Союз нерушимый: Союз нерушимый. Страна мечты. Восточный фронт - страница 22




Айвор Монтегю, журналист и кинооператор.

Копенгаген, 19 мая 1944 г.

Немецкие матросы, столпившиеся на палубе «Лейпцига», выкрикивали приветствия своим камрадам – которых считали более удачливыми, ведь те совсем скоро уже будут дома. Им отвечали, а датчане-конвоиры тут же орали, приказывая молчать, и грозно водили штыками. Впрочем, я не видел, чтобы кого-то и в самом деле ударили, – а пленные немцы не принимали свое положение всерьез. Война уже кончилась, солдаты возвращаются домой – к какой бы армии они ни принадлежали. Наверное, это самая большая радость – оставшись живым, увидеть родину после долгого отсутствия, вернуться к мирной жизни. Так было и будет, во все времена.

Вдруг уныло бредущий строй превратился в беснующуюся толпу, я сразу не понял, что было причиной. Эти чертовы датчане даже не пытались восстановить порядок – большинство из них сразу обратилось в бегство или подняли руки, побросав оружие, лишь немногие успели выстрелить, и то чаще вверх, а не на поражение, до того как были растерзаны толпой. Помню опрокинутый набок «виллис» и солдата у нашего трапа, лихорадочно пытавшегося перезарядить заклинивший «стэн». А затем толпа рванулась на борт «Лейпцига», и я мысленно попрощался с жизнью. Если и экипаж крейсера, восемьсот человек, окажется нацистскими фанатиками – а кто еще мог решиться на бунт в такой момент? – то меня сейчас же убьют, причем с особой жестокостью. И то, что мятеж очень скоро будет, без всякого сомнения, подавлен, мне уже не поможет!

Но никто не стал меня убивать. Я знал о неодолимом противоречии между германской и славянской расой – но не думал, что оно настолько велико, чтобы даже здесь не позволить объединиться против недавнего противника, нас и русских. Впрочем, я слышал, что и Гитлер иезуитски использовал это противоречие, сделав из выходцев с Украины, одной из российских провинций, подобие янычар – одной из задач которых были полицейские функции по отношению к чистокровным немцам. И теперь, когда эти ренегаты хотели ворваться на «Лейпциг», чтобы, без всякого сомнения, склонить экипаж присоединиться к бунту – их не пустили! Помню, как рослый боцманмат посреди трапа размахивал багром перед напирающей толпой, крича: «Хальт! Цурюк! Ферботен!», и как в воду летели тела. А затем, по команде офицеров, раскатали пожарные шланги, и в толпу ударили мощные струи воды, сбивающие с ног. А командир крейсера, подойдя ко мне, сказал, отдав честь:

– Герр Монтегю, прошу засвидетельствовать, что мой экипаж совершенно непричастен к этим беспорядкам. И будет очень жаль, если ваши соотечественники этого не поймут.

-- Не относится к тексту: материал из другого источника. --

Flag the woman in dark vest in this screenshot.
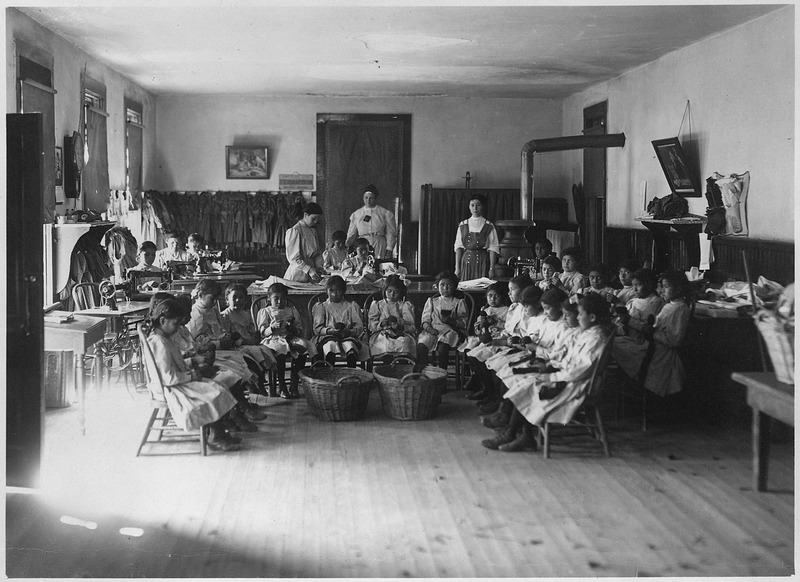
[453,194,500,281]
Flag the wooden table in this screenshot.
[731,372,794,491]
[75,301,150,388]
[44,311,106,434]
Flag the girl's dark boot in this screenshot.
[498,421,538,453]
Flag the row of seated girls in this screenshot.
[459,264,690,452]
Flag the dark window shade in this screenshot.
[20,80,56,222]
[127,123,142,196]
[17,56,53,87]
[83,109,109,212]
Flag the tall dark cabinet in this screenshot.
[6,113,44,487]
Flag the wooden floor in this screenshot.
[6,378,795,578]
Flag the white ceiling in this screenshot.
[19,0,780,98]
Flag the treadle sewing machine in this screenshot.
[508,257,542,277]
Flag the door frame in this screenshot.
[583,100,608,263]
[316,113,416,265]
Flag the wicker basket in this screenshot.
[374,357,447,420]
[755,309,794,384]
[300,362,375,421]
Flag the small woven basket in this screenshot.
[300,362,375,421]
[374,357,447,420]
[755,309,794,384]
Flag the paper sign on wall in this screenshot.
[278,173,314,192]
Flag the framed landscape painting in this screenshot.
[225,146,269,180]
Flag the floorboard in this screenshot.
[6,378,795,578]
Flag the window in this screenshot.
[83,77,110,212]
[15,46,56,222]
[125,99,144,198]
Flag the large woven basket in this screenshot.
[300,362,375,421]
[374,358,447,420]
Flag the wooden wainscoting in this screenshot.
[606,227,794,285]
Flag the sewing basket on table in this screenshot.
[300,362,375,421]
[374,357,447,420]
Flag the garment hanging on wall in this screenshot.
[142,190,306,248]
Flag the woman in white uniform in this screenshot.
[283,202,325,283]
[347,184,397,259]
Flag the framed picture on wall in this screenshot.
[652,137,702,198]
[225,146,269,180]
[56,146,64,186]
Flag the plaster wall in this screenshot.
[153,95,567,220]
[563,6,796,241]
[5,8,156,196]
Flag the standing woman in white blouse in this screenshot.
[453,194,500,281]
[346,184,397,259]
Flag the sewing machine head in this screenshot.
[97,279,117,311]
[508,257,541,277]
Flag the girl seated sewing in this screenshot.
[481,293,610,452]
[557,247,589,295]
[537,255,561,291]
[612,271,691,396]
[172,294,267,432]
[256,283,317,398]
[614,259,641,306]
[458,283,508,354]
[368,275,417,363]
[147,299,239,451]
[220,283,275,394]
[186,279,258,390]
[311,275,369,368]
[613,269,664,342]
[467,273,533,404]
[578,263,617,302]
[416,271,469,371]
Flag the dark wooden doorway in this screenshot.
[317,113,414,263]
[6,113,45,487]
[582,101,608,264]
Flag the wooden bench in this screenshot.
[731,372,794,491]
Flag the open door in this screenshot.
[317,113,415,263]
[6,113,45,487]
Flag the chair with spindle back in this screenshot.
[539,329,614,459]
[136,323,208,457]
[308,292,372,370]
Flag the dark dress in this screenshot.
[458,220,494,281]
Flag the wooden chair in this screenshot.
[136,324,208,457]
[539,329,614,459]
[636,301,696,432]
[308,292,372,370]
[364,289,416,364]
[250,295,302,395]
[422,291,475,390]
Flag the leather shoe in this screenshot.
[481,410,511,428]
[207,428,241,451]
[231,408,258,432]
[242,407,267,421]
[497,431,538,453]
[464,388,489,400]
[478,400,500,415]
[481,429,514,451]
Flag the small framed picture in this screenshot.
[225,146,269,180]
[652,137,702,198]
[56,146,64,186]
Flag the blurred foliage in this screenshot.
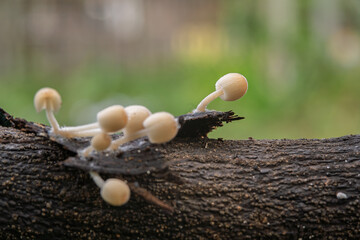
[0,0,360,139]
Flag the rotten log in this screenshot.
[0,110,360,239]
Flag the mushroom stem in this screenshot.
[61,122,100,132]
[45,108,60,134]
[194,89,224,112]
[89,171,105,188]
[60,128,102,138]
[80,145,94,157]
[109,129,147,150]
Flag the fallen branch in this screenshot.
[0,108,360,239]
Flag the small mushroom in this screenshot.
[123,105,151,136]
[61,105,127,137]
[34,88,61,134]
[110,112,179,149]
[194,73,248,112]
[81,132,112,157]
[89,171,130,206]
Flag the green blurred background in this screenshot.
[0,0,360,139]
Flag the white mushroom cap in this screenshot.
[91,133,112,151]
[215,73,248,101]
[143,112,179,143]
[100,178,130,206]
[97,105,127,132]
[124,105,151,135]
[34,88,61,112]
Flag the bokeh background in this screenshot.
[0,0,360,139]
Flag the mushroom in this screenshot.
[194,73,248,112]
[34,88,61,134]
[123,105,151,136]
[61,105,127,137]
[110,112,179,149]
[81,132,112,157]
[89,171,130,206]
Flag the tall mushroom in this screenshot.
[34,88,61,134]
[194,73,248,112]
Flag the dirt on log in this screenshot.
[0,110,360,239]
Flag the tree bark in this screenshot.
[0,109,360,239]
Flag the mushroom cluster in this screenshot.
[34,88,179,206]
[34,73,248,206]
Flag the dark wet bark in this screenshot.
[0,108,360,239]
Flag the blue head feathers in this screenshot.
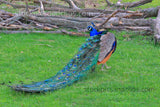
[87,22,102,36]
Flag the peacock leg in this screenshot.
[101,64,104,71]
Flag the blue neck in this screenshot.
[90,29,102,36]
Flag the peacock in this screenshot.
[11,24,116,93]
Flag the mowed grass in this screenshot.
[0,32,160,107]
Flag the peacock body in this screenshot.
[11,25,103,93]
[11,23,116,93]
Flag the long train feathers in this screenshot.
[11,34,102,93]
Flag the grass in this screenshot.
[0,32,160,107]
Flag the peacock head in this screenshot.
[87,22,101,36]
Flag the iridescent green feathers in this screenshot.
[11,34,102,92]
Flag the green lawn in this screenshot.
[0,32,160,107]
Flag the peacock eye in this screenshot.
[88,27,92,31]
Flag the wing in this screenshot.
[98,32,116,64]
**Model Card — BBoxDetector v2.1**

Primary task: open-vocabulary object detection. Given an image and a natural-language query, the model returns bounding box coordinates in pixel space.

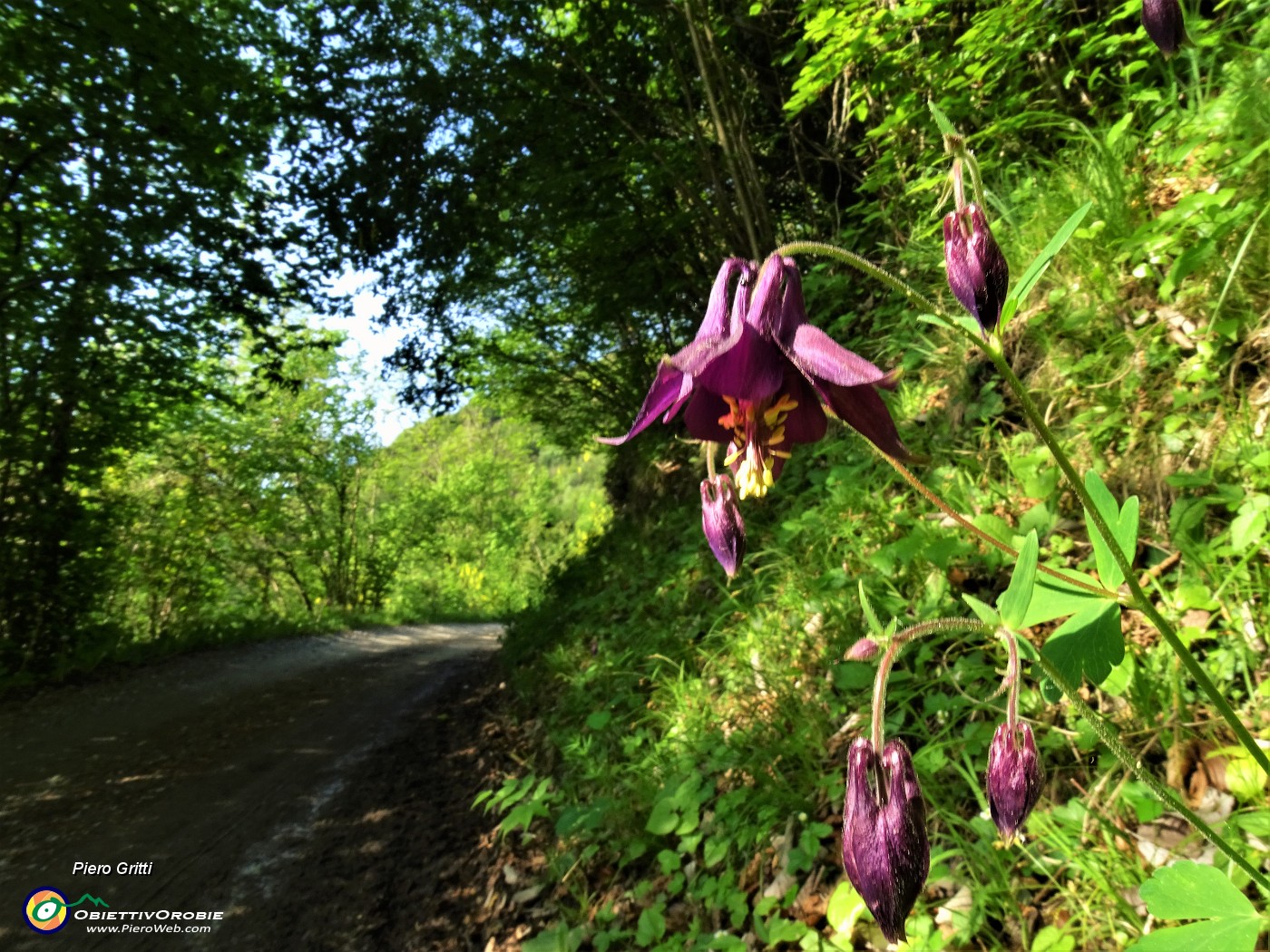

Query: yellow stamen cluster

И показал на другую сторону бассейна. На «Свитшуфе» сыграли тревогу и уже разворачивали на нас орудийные башни. Если они начнут стрелять… для шестидюймовых снарядов с такой дистанции броня на бортах «Лейпцига» – что картон. Странно, но на ум мне в первую очередь пришло, что скажет мой братец – вот уже время и компанию нашел себе Айвор, даже для того, чтобы сдохнуть!

Немецкий сигнальщик по приказу герра Асмуса стал что-то передавать на «Свитшуф» – наверное, уверял в лояльности. И кажется, ему поверили, потому что никаких дальнейших враждебных действий от британских кораблей не последовало. Я снова взглянул на берег – там картина решающим образом изменилась. Немцы, которых русские не успели загнать к себе на борт, также мало того что не поддержали бунт украинских эсэсовцев, так еще и вступили с ними в ожесточенную драку. А русские солдаты спустили овчарок с поводков – интересно, как собаки различат, кого им рвать, этих или тех? И драка явно смещается от русского транспорта к нам, «наши» пленные одолевают, а из задних рядов бунтующей толпы уже многие разбегаются кто куда, к городским кварталам – не завидую обывателям, кто окажется на пути этих бандитов!